No genes other than GALE are known to cause Epimerase Deficiency Galactosemia. To date, twenty-two missense variants and one nonsense variant have been reported, spread throughout the GALE gene (Liu et al. 2012; Park et al. 2005; Timson, 2006; Human Gene Mutation Database). Few large-scale studies of the GALE gene in various affected populations have been published, and in most studies to date the reported variants seem to be private with the exception of the Val94Met variant. However, in a study of Korean individuals diagnosed with peripheral EDG, three variations (Arg169Trp, Arg239Trp and Gly302Glu) were reported to be the most prevalent (Park et al. 2005).

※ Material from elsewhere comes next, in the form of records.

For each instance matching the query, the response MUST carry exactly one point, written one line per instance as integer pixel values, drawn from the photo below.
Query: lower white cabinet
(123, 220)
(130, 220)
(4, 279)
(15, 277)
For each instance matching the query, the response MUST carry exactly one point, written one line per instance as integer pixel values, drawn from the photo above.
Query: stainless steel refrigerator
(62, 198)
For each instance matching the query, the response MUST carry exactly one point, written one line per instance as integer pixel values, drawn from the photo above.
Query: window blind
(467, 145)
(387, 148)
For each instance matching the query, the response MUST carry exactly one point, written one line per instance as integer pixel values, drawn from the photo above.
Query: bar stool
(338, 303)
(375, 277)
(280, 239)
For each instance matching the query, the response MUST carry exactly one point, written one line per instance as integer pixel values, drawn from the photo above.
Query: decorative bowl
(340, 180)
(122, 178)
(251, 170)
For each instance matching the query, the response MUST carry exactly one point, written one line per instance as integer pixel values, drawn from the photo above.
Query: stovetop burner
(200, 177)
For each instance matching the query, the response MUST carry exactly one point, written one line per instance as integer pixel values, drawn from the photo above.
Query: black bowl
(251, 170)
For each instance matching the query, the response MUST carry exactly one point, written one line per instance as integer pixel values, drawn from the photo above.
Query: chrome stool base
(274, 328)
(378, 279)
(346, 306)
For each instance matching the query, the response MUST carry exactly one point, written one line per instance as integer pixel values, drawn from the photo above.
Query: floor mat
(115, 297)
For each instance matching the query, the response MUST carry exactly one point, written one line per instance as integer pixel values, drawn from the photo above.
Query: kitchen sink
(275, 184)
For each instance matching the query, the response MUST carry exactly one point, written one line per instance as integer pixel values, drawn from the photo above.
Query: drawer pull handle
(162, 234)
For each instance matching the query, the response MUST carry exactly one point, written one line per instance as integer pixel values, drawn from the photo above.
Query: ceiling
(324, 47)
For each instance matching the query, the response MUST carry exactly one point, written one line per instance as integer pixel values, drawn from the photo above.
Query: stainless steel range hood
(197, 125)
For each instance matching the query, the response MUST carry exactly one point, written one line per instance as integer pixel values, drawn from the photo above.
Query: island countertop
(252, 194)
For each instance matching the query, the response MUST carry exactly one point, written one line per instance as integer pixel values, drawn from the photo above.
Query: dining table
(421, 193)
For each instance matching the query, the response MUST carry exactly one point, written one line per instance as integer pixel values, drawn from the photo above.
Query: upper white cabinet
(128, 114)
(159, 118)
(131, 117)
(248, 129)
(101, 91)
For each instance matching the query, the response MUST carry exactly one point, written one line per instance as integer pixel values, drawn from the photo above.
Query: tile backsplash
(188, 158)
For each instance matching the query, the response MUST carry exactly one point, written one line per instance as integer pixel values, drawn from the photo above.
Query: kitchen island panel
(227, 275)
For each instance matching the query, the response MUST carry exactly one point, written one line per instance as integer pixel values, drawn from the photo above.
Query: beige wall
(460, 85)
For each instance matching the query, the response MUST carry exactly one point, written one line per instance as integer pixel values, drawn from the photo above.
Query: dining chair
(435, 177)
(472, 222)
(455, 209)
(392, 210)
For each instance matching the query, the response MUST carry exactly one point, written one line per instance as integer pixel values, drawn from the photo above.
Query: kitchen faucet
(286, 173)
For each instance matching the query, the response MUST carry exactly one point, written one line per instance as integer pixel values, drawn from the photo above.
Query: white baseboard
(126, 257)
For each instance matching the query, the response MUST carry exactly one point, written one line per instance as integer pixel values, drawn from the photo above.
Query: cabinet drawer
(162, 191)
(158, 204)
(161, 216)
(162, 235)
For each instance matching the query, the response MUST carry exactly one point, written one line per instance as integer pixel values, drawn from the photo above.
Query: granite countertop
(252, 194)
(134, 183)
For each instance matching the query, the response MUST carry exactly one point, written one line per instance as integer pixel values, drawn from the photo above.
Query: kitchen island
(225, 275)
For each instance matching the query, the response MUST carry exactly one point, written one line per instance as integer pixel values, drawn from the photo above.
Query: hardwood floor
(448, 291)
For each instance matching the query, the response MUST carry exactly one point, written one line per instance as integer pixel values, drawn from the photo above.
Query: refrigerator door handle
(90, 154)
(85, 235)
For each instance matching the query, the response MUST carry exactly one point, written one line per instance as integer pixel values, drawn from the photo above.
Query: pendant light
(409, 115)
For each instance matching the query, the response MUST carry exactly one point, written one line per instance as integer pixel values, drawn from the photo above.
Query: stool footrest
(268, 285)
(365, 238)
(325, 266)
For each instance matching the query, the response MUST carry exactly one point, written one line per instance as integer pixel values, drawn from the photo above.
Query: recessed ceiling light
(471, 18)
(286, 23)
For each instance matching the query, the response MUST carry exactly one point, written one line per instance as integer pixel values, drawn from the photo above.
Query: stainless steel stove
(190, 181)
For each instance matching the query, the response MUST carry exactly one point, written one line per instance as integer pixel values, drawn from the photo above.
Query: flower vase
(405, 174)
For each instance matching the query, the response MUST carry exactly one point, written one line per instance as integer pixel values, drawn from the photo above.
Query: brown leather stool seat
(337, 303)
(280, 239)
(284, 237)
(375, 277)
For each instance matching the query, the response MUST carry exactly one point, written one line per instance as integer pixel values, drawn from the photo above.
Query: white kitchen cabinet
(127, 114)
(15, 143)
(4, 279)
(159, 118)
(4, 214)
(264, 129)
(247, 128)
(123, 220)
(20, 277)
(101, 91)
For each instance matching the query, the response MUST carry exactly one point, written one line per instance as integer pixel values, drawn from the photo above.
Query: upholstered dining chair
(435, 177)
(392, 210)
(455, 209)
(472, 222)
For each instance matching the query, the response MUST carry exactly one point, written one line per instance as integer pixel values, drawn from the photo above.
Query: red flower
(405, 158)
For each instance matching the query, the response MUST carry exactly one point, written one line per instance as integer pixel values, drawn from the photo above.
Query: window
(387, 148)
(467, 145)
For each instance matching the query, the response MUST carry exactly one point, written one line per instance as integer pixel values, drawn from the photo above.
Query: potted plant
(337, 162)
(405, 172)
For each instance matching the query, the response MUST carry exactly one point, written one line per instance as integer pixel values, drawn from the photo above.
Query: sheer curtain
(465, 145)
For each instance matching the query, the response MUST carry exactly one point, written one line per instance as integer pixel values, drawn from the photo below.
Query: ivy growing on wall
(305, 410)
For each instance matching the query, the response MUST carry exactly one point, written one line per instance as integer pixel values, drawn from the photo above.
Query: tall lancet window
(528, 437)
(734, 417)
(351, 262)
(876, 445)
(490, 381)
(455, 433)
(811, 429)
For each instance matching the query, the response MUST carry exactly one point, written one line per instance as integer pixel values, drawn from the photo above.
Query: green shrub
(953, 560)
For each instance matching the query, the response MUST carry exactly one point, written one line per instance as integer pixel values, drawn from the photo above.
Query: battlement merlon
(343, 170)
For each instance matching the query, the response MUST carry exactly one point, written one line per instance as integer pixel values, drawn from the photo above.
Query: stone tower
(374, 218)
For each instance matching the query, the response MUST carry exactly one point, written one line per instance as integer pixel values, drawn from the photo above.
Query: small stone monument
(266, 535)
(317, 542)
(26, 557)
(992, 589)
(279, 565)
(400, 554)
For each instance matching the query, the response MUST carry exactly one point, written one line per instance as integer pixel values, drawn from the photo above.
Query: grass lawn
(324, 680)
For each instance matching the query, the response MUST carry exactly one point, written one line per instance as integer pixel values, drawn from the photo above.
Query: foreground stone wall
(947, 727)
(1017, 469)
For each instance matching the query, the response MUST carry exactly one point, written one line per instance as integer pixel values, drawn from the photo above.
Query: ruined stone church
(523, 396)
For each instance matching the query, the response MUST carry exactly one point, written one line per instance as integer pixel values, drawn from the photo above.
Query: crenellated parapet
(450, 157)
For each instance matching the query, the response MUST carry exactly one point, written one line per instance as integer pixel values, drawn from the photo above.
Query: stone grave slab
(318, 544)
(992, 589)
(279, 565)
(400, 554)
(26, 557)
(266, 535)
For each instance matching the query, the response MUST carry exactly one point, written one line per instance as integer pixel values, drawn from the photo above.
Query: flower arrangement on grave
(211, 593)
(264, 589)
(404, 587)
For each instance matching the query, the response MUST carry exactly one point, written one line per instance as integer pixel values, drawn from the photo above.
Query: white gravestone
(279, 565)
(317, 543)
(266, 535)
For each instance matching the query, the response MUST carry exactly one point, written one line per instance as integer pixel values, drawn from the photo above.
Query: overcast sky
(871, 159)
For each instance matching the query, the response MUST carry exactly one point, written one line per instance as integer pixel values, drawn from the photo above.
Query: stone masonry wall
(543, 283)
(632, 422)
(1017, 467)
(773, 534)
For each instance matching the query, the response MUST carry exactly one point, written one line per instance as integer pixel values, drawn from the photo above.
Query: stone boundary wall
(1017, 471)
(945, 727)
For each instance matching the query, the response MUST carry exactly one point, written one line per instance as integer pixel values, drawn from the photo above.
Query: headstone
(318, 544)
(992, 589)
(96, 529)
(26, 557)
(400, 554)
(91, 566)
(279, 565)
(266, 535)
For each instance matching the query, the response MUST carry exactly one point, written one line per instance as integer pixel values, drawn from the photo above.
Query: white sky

Clinical sensitivity is difficult to estimate because only a small number of patients have been reported. However, one study was performed on thirty-seven Korean newborns that were found to have, at a minimum, peripheral GALE deficiency (Park et al. 2005). All exons of the GALE gene from the seven individuals with the most severely reduced enzyme activity were sequenced; six of the seven were compound heterozygotes for predicted causative variants. The seventh was heterozygous for a nonsense variant; a second variant was not identified. The remaining 30 individuals were subsequently screened, via DNA sequencing, for the variants identified in the first seven individuals. Seventeen of the thirty were found to be heterozygous for one of the previously identified variants. No additional sequencing was performed on these individuals so it is possible they harbor an additional, unidentified GALE-variant. Additionally, all individuals reported with profound generalized epimerase deficiency galactosemia have been found, by DNA sequencing, to be homozygous for the Val94Met GALE variant (Fridovich-Keil and Walter 2014; Wohlers et al. 1999).

Overall, the analytical sensitivity of this test is expected to be high because all variants in the GALE gene reported to date are detectable via DNA sequencing.

To date, there have been no reported gross deletions or duplications in the GALE gene (Human Gene Mutation Database).

This test provides full coverage of all coding exons of the GALE gene plus 10 bases of flanking noncoding DNA in all available transcripts along with other non-coding regions in which pathogenic variants have been identified at PreventionGenetics or reported elsewhere. We define full coverage as >20X NGS reads or Sanger sequencing. PGnome panels typically provide slightly increased coverage over the PGxome equivalent. PGnome sequencing panels have the added benefit of additional analysis and reporting of deep intronic regions (where applicable).

Dependent on the sequencing backbone selected for this testing, discounted reflex testing to any other similar backbone-based test is available (i.e., PGxome panel to whole PGxome; PGnome panel to whole PGnome).